Deforestation and indigenous property rights
The Amazon rainforest influences Earth’s climatic and hydrological cycles. However, the Amazon, which is primarily located in Brazil, has experienced high levels of deforestation in recent years. By combining data on homologation, which refers to the granting of full property rights, with forest and vegetation cover data collected between 1982 and 2016, Kathryn Baragwanath and Ella Bayi (pp. 20495–20502) examined whether collective property rights granted to indigenous territories located in the Amazon rainforest led to a reduction in deforestation. By 1985, most indigenous territories had not been homologated, but by 1995 approximately half of territories had received full property rights. Territories granted full property rights exhibited a significant decrease in deforestation, but the effect did not extend to territories waiting to obtain full property rights through homologation. Furthermore, the granting of full property rights resulted in an up to 66% decrease in deforestation at the border of the territories. The findings suggest that granting property rights to indigenous territories is an effective method of preserving forested areas because it allows indigenous people to protect land from external threats, according to the authors. — M.S.

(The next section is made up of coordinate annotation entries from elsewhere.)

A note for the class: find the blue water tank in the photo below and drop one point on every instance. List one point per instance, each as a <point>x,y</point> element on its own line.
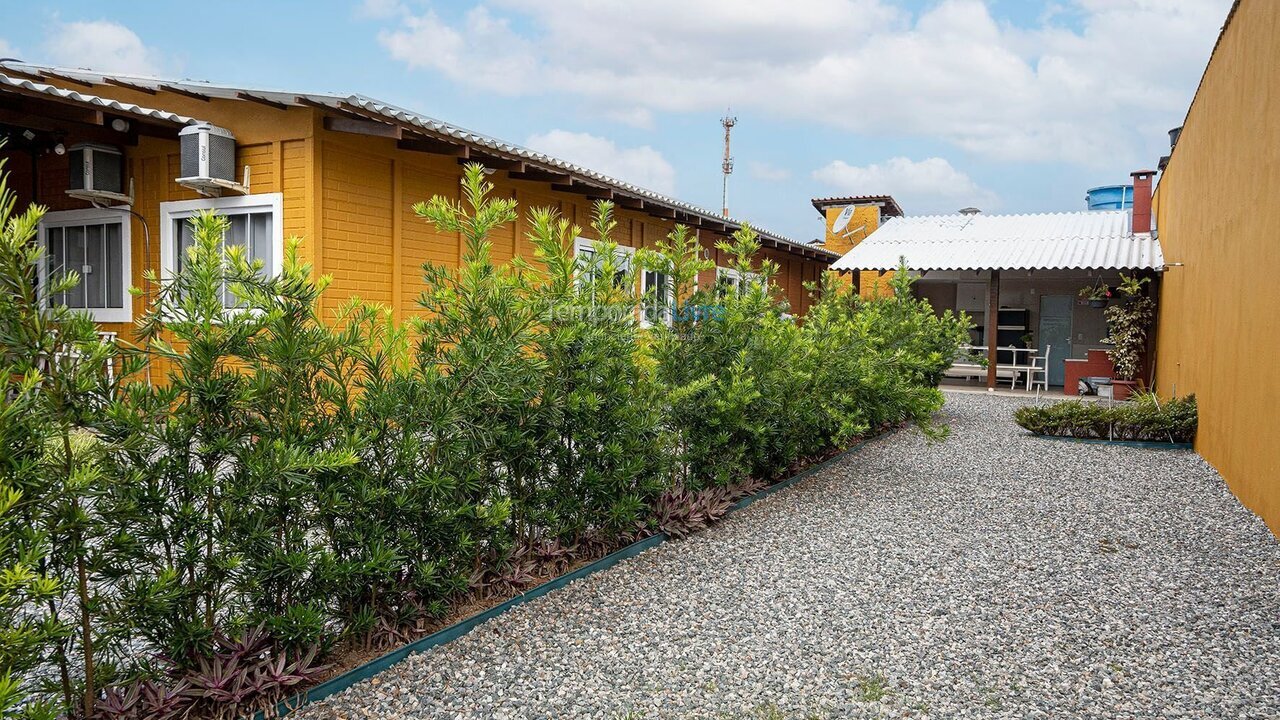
<point>1110,197</point>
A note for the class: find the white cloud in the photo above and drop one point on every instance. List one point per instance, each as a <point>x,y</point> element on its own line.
<point>767,172</point>
<point>379,9</point>
<point>100,45</point>
<point>641,165</point>
<point>484,51</point>
<point>1088,82</point>
<point>922,187</point>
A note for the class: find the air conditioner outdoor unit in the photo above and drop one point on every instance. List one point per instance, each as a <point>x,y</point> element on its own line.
<point>96,174</point>
<point>96,168</point>
<point>208,156</point>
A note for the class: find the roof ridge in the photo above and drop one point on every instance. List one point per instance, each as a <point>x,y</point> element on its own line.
<point>420,119</point>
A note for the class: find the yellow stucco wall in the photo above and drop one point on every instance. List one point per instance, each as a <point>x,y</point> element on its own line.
<point>864,222</point>
<point>1217,214</point>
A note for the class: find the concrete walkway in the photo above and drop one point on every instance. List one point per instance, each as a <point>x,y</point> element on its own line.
<point>988,575</point>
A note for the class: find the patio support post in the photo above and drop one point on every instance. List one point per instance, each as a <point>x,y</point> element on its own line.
<point>992,322</point>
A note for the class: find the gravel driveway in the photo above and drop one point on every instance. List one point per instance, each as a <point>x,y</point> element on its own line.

Air pollution and honey bee health
Air pollution is associated with a variety of health conditions in humans, but the effects on wild plants and animals are unclear. To identify factors that affect the health of pollinators such as bees, which play a critical role in global crop productivity and food security but have experienced dramatic declines worldwide, Geetha Thimmegowda et al. (pp. 20653–20661) sampled 1,820 Giant Asian honey bees over a three-year period across four sites in the city of Bangalore in India, a country with staggering levels of air pollution that is also a major producer of fruits and vegetables. Bees collected at sites with comparatively higher levels of air pollution showed lower survival rates as well as alterations in flower visitation, heart rate, and blood cell counts. Moreover, analysis of bees’ antennae and heart tissue showed that air pollution is associated with an increase in the expression of genes involved in stress, lipid metabolism, and immunity. Together, the findings suggest that air pollution may harm both insect health and ecosystem services. According to the authors, further studies are needed to accurately assess the impact of air pollution on the natural world and to shape international air quality guidelines. — J.W.